J’ai vu coasser la grenouille.
Ah, Colette si tu savais !
J’étais assis tout près sur le tronc coupé d’un peuplier d’Italie multicentenaire.
Je me penchais à peine et retenais mon souffle.
Elle ouvrait par dessus la tête comme phares de voiture d’énormes yeux articulés.
Elle avait étalé largement ses grosses cuisses sur le lit fangeux du ruisselet.
Elle avait aplati voluptueusement tout son corps comme éployé.
Sa gueule élargie avancée vers l’espace s’est encore évasée.
Alors par le dessous sa gorge blanche enfin gonflée s’est amplifiée à s’en faire éclater disait le fabuliste.
On attendait un son. Il est sorti comme des profondeurs de cent générations de batraciens qui évoluent en s’adaptant à leur milieu hostile. Long, lugubre et sourd, surprenant dans l’endroit. C’était une note basse, engluée de saveurs boueuses, qui donnait le change à la comptine aiguë d’un passereau voisin. Tout s’est tu comme à la baguette levée du maestro.
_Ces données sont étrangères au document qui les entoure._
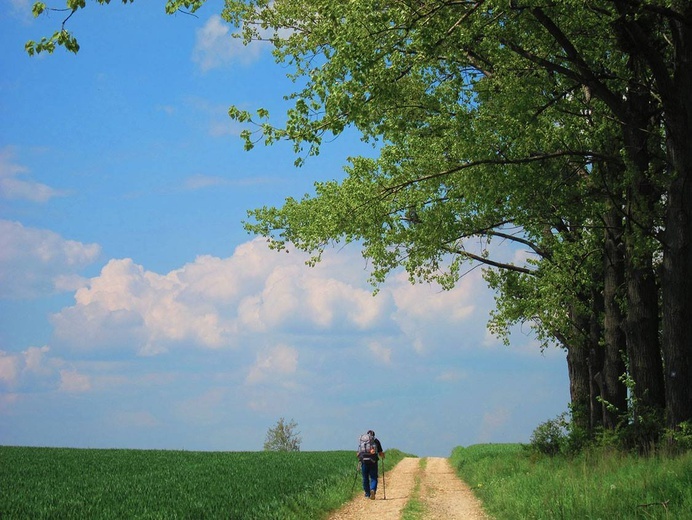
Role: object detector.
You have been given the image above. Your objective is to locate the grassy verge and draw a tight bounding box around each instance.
[451,444,692,520]
[401,459,428,520]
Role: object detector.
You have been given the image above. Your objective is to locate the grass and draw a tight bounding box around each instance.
[0,446,405,520]
[401,459,428,520]
[451,444,692,520]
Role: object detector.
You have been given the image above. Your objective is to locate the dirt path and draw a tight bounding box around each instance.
[329,457,488,520]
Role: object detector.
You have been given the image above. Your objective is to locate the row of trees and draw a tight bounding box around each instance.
[29,0,692,443]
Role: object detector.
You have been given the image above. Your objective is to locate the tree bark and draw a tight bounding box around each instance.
[661,9,692,428]
[599,204,627,429]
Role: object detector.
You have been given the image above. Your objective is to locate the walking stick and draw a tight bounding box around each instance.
[351,462,360,495]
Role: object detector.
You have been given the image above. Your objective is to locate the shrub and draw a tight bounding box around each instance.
[530,413,568,456]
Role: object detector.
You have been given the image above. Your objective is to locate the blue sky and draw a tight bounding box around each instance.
[0,0,569,456]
Alors une série mélodieuse a comblé le silence dans les derniers rayons de ce jour insolite à l’annonce du printemps précoce.
L’effort démesuré de tout son être arraisonné rythmait les cercles de la flaque. Enflé, vidé, enflé, complet, éructé, vidé. Le yogi se laisse pénétrer du souffle de l’entour puis en expulse lentement la pleine totalité dans une longue plainte venue d’ailleurs, d’un autre monde inconnu qu’on imagine délicieux.
Ému dans ce tableau naturel, j’ai relevé le front. Il suffisait d’un geste inopportun et tout s’est arrêté. Ma voisine s’est allongée, sa peau verte et lisse, brillante et sensuelle s’est glissée dans le royaume sombre du marais.